Doing a pullup, locking off, and letting go with one hand is also a recommended way of working up to one-arms. Start with just trying to hold the lockoff with one arm, then you want to try and lower yourself with one arm (in a controlled fashion, natch), and work up to lowering yourself and stopping at various points and holding the lockoff, e.g. at 90 degrees, 60, 30, etc. Theoretically, once you've got all that under control, you can start trying to reverse the process.

 

It should be noted, though, that a young DFA tried this program for a while and never could crank off a one-arm. But DFA ain't exactly the burliest monkey at the gym, either.

Posted
It should be noted, though, that a young DFA . . . never could crank off a one-arm. But DFA ain't exactly the burliest monkey at the gym, either.

my previous opinion of you has been dashed to atoms. cry.gif you are a mere mortal?

Posted
Last I heard, Dave Graham can't do a one-arm...but I have met mediocre climbers who can crank out a couple.
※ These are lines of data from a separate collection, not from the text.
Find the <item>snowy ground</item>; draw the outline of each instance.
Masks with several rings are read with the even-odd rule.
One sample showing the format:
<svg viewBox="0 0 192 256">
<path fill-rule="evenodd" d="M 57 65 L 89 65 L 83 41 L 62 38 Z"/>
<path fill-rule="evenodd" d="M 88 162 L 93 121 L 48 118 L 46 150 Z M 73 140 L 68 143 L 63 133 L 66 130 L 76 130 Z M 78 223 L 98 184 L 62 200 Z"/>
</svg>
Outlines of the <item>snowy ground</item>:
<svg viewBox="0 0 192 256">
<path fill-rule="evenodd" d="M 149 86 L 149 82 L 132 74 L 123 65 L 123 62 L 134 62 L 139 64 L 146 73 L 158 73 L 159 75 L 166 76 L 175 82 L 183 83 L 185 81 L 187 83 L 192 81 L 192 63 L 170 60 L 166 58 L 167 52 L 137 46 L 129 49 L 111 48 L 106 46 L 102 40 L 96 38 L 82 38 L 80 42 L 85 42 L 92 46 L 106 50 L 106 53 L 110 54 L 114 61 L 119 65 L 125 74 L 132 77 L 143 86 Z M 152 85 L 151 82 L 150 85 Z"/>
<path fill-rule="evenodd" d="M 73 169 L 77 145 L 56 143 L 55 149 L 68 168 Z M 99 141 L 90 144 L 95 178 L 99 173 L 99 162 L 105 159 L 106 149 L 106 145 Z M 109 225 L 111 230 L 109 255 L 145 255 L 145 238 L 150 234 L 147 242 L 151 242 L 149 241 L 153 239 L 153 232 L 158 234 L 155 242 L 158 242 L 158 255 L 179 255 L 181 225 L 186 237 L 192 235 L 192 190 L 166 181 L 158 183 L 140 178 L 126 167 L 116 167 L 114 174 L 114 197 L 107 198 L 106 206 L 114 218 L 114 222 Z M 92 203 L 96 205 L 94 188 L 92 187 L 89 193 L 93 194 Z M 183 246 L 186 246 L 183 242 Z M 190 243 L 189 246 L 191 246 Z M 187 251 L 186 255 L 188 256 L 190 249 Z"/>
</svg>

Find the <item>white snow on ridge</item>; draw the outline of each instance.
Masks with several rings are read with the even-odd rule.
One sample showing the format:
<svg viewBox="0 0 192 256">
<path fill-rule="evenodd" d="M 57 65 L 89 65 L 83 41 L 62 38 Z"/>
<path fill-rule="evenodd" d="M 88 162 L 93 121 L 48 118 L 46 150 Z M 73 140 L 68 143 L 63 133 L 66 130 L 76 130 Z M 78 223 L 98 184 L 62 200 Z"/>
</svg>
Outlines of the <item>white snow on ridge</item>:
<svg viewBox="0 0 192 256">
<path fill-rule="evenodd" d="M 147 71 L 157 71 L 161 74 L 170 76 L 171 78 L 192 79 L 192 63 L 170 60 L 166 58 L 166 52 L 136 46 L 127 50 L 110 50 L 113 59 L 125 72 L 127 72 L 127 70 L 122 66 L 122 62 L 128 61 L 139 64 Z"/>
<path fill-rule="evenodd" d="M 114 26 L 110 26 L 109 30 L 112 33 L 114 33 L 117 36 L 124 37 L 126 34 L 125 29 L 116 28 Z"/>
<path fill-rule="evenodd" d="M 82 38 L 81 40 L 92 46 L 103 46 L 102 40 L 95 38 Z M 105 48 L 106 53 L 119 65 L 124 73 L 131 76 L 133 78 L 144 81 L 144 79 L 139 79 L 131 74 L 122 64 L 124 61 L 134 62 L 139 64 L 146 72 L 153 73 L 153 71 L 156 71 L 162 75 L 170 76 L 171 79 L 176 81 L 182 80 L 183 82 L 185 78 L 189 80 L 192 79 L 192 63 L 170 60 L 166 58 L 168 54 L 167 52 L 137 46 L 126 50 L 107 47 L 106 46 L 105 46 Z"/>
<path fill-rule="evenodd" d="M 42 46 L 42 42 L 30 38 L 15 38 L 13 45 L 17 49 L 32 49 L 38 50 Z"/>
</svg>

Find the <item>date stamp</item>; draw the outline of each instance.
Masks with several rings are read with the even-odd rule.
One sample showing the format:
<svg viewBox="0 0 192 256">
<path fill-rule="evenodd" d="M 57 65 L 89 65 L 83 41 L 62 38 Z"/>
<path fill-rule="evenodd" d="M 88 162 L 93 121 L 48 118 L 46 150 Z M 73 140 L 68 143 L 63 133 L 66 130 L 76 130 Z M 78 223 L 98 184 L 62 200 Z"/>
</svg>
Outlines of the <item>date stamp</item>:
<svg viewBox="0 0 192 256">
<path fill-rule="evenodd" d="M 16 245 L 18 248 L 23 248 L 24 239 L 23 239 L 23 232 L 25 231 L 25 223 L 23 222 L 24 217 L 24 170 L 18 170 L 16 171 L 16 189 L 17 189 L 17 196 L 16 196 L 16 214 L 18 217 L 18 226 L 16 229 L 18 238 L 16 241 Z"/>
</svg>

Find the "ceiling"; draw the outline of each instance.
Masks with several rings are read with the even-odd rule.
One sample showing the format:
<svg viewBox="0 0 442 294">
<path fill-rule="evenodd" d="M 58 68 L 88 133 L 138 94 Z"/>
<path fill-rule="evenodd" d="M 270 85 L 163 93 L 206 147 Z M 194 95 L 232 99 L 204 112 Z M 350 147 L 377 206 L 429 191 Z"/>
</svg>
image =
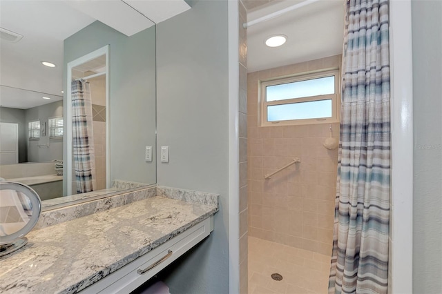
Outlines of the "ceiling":
<svg viewBox="0 0 442 294">
<path fill-rule="evenodd" d="M 249 0 L 247 21 L 256 19 L 302 2 L 300 0 Z M 247 3 L 253 3 L 248 5 Z M 260 3 L 258 5 L 258 3 Z M 320 0 L 247 28 L 247 70 L 249 72 L 297 63 L 342 53 L 343 0 Z M 285 35 L 280 47 L 265 44 L 269 37 Z"/>
<path fill-rule="evenodd" d="M 96 20 L 131 36 L 188 9 L 184 0 L 167 4 L 137 0 L 0 0 L 0 27 L 23 36 L 15 43 L 0 39 L 0 106 L 27 109 L 61 100 L 64 40 Z M 57 66 L 48 68 L 42 61 Z"/>
</svg>

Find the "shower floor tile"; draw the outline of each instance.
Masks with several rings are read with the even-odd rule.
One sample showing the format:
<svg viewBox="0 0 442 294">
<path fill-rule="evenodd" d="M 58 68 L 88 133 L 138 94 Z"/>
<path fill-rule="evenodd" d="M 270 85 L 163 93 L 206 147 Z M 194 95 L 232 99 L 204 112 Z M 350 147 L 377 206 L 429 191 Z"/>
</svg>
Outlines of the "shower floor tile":
<svg viewBox="0 0 442 294">
<path fill-rule="evenodd" d="M 330 257 L 249 237 L 249 294 L 327 293 Z M 273 280 L 272 273 L 282 275 Z"/>
</svg>

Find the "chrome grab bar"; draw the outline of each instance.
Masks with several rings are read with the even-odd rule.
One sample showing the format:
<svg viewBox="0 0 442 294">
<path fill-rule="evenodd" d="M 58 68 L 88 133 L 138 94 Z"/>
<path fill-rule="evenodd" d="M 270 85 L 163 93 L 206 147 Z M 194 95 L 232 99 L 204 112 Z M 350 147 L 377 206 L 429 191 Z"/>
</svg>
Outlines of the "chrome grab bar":
<svg viewBox="0 0 442 294">
<path fill-rule="evenodd" d="M 299 159 L 299 158 L 298 158 L 298 157 L 295 157 L 295 158 L 294 158 L 293 161 L 290 162 L 289 164 L 286 164 L 285 166 L 282 166 L 281 168 L 278 169 L 278 170 L 276 170 L 276 171 L 274 171 L 274 172 L 273 172 L 273 173 L 269 173 L 269 174 L 266 175 L 265 175 L 265 179 L 270 179 L 270 177 L 271 177 L 272 175 L 275 175 L 275 174 L 276 174 L 276 173 L 277 173 L 280 172 L 280 171 L 281 171 L 281 170 L 282 170 L 283 169 L 287 168 L 288 168 L 289 166 L 290 166 L 291 165 L 294 164 L 296 164 L 296 163 L 298 163 L 298 162 L 301 162 L 301 159 Z"/>
<path fill-rule="evenodd" d="M 163 256 L 162 257 L 161 257 L 160 259 L 156 261 L 155 263 L 153 263 L 153 264 L 148 266 L 147 268 L 144 268 L 144 270 L 139 269 L 138 271 L 137 271 L 137 273 L 139 275 L 142 275 L 144 273 L 151 271 L 152 268 L 153 268 L 154 267 L 157 266 L 158 264 L 161 264 L 164 260 L 167 259 L 169 257 L 172 256 L 173 253 L 173 252 L 172 252 L 171 250 L 167 251 L 167 254 L 166 255 Z"/>
</svg>

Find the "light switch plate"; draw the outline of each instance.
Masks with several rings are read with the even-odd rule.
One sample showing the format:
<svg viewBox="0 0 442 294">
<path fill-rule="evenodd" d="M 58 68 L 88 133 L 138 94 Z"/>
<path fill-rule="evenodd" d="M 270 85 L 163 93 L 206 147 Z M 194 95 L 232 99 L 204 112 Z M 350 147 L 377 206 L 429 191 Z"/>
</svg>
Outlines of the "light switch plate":
<svg viewBox="0 0 442 294">
<path fill-rule="evenodd" d="M 161 146 L 161 162 L 169 162 L 169 146 Z"/>
<path fill-rule="evenodd" d="M 146 146 L 146 161 L 152 161 L 152 146 Z"/>
</svg>

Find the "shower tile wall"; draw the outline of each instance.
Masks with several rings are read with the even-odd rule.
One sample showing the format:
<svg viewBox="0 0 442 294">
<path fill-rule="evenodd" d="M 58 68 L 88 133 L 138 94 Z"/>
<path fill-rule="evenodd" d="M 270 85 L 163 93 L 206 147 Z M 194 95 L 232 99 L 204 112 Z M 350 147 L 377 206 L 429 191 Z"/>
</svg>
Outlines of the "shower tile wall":
<svg viewBox="0 0 442 294">
<path fill-rule="evenodd" d="M 258 80 L 340 66 L 340 55 L 248 75 L 249 235 L 322 254 L 332 252 L 338 149 L 329 124 L 258 126 Z M 338 139 L 339 124 L 332 124 Z M 300 157 L 301 162 L 265 179 Z"/>
<path fill-rule="evenodd" d="M 106 79 L 105 76 L 89 80 L 92 97 L 95 180 L 94 190 L 106 188 Z"/>
<path fill-rule="evenodd" d="M 239 41 L 239 170 L 240 170 L 240 293 L 248 293 L 248 245 L 247 245 L 247 34 L 242 23 L 247 21 L 244 3 L 238 1 Z"/>
</svg>

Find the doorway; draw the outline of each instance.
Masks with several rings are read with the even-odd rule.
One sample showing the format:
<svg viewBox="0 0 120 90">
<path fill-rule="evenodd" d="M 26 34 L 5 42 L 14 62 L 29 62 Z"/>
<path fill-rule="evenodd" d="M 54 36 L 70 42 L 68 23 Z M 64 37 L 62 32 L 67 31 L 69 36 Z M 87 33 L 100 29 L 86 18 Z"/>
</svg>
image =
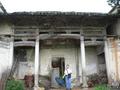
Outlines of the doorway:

Depends on who you want to be.

i am lummox hear me roar.

i used to be able to do a few one arms. i am 20 pounds heavier now --muscle of course hellno3d.gif . maybe thats why i cant pull the one arms anymore. that muscledrunk strength was handy for some overhanging jug hauls but i dont encounter those routes very much. i dont reckon i will ever jump onto action directe or realization or sumpin. that one arm shit is overrated.

Posted
I found a good way to work out on the pull-up bar if you are wanting to keep at around 10 reps and are too storng to do this with regular and too weak with one arms (i can't even do one). toss a towel over the bar and grab both sides with one hand and the bar with the other. change hand positions on the towel to vary the difficulty of the pull-up.

i think that's also in the how to climb 5.12 book ... wave.gif

Posted
one arm pull ups don't make you climb stronger.

 

crimp strength and contact strength, damn I want both!

 

well locking off on thirty fingerlocks/pin scars in a row certainly seems to use the same muscles, so I am gonna keep doin it mmmmk?

Posted
well locking off on thirty fingerlocks/pin scars in a row certainly seems to use the same muscles, so I am gonna keep doin it mmmmk?

 

Of course, footwork is another option. But I would guess that really hard cracks (eg City Park?) do require some serious arm strength. For climbs below 5.12 at least, it seems like honed footwork would be a lot more useful. Extreme strength could conceivably be disadvantageous if it encourages poor technique.

 

In terms of what is higher yield and more fun (for me), I would always choose to do more climbing!

Posted
put it this way, distel....bein' able to bust the one arm can't hurt, right? plus, its a hella party trick, no??

 

doesn't hurt, but there are about twenty other ways you could maximize training time that would have much greater effects on your climbing.

Posted

the cherry stem knot is a much more effective party trick. it tells girlz what you can do with your tongue whereas with a one-arm it just makes them wonder why you have one arm that is so strong blush.gif

Posted
the cherry stem knot is a much more effective party trick. it tells girlz what you can do with your tongue whereas with a one-arm it just makes them wonder why you have one arm that is so strong blush.gif

if you are having drinks with cherries in them it tells girls that you are a fag.